Maybe you don’t have time to write at this second.  Maybe you have just enough time to plan when you’re going to write next.  Do that.  And when it comes time to write, do that.

b. A writer needs to learn how to write professionally if he or she wants publications.

There are rules about publishing.  If you don’t know how to punctuate dialogue the way editors want it punctuated, your story is going to get tossed out of the slush pile and into a trash can.  You have to learn that rule and others, proofread your work, and make it professional. There are books that will teach you how to do this.  There are graduate writing programs.  There are conferences.  If you’re serious about your writing, you will go after this knowledge.  But not having the knowledge doesn’t mean you don’t have what you need to get it.  The knowledge is out there.  Start asking around.  You have what you need to start getting that knowledge right now.  Do it.

c. A writer needs community.

Part of that is because of the previous point–you need people who will help bring your writing up to a professional level.  Part of it is because the world outside of your writing world doesn’t give a care at all whether or not you write today.  In fact, the people who love you the most don’t care if you write today (unless they spend enough with you to know how evil and crazy you become after three days of neglecting your writing). Honestly, and sorry if this sounds elitist–most of the world doesn’t really care much about literature.  Part of the reason you’re a writer is because you do care. This makes you odd.  Find other people who love literature. They are out there, and there is a ton of them.

A community will reinstate your love for what you do and give it purpose.  You might need to go back to school in order to get a community.  You might have to search around on the internet for some kind of online community.  Search for it, though.  There are communities all over.

When I lived in Bangkok, I found it to be a place where it was harder for me to access a writing community than, say, Detroit.  I could have done that, though, if I had searched, because there are writing communities in Bangkok.  I had what I needed, though; the online writing community helped my writing improve a lot.  It got me ready for my graduate writing programs, which was the next level.

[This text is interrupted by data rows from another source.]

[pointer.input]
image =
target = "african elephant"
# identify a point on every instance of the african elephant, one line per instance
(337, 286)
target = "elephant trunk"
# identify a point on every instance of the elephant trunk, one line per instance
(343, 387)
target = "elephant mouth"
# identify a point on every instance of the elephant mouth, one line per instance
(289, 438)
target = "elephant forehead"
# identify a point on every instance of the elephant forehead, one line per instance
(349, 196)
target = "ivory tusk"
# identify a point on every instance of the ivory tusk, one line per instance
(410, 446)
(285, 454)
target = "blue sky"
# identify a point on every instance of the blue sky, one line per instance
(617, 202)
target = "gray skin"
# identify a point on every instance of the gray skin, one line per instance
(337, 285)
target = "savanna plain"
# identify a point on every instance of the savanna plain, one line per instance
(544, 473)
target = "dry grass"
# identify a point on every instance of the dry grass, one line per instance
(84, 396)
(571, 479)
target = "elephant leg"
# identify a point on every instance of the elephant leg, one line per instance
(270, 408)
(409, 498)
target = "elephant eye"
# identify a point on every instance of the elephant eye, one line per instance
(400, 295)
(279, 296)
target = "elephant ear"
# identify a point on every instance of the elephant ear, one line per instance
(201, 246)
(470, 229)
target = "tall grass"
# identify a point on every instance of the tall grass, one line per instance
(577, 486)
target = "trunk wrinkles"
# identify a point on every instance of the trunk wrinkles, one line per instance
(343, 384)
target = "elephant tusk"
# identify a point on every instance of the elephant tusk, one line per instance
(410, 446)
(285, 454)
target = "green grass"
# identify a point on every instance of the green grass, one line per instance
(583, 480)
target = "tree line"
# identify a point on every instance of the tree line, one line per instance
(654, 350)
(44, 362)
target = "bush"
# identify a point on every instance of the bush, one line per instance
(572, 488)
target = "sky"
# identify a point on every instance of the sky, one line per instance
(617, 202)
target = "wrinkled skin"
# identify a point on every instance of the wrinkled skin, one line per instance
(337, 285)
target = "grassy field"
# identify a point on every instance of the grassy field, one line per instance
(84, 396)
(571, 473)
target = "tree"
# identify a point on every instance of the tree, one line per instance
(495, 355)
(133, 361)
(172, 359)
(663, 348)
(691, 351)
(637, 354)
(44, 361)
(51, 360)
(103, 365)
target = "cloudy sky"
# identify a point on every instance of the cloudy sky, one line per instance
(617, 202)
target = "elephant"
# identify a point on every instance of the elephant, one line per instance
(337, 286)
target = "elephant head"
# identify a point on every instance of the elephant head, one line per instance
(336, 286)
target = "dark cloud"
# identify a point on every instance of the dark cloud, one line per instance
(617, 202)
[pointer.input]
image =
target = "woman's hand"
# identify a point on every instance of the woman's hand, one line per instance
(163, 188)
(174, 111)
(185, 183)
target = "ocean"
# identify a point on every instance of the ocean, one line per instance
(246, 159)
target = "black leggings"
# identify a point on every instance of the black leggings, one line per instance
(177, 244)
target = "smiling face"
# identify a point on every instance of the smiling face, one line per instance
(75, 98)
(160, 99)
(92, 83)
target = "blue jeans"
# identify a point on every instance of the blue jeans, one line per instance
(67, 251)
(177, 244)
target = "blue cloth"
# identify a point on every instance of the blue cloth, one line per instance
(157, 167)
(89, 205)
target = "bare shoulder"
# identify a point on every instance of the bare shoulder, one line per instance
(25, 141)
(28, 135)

d. A writer needs to read.

You’re online. You have plenty of stuff to read just because you are sitting at your computer.  Read literary magazines online.  Read forums for writers, writers’ blogs that discuss what they are reading at that moment.  Listen to Michael Silverblatt’s show on KCRW called Bookworm.  That will help you figure out what to read.

Bottom line: know what your needs are. Also, know you have everything you need right now to get what you will need next, step by step.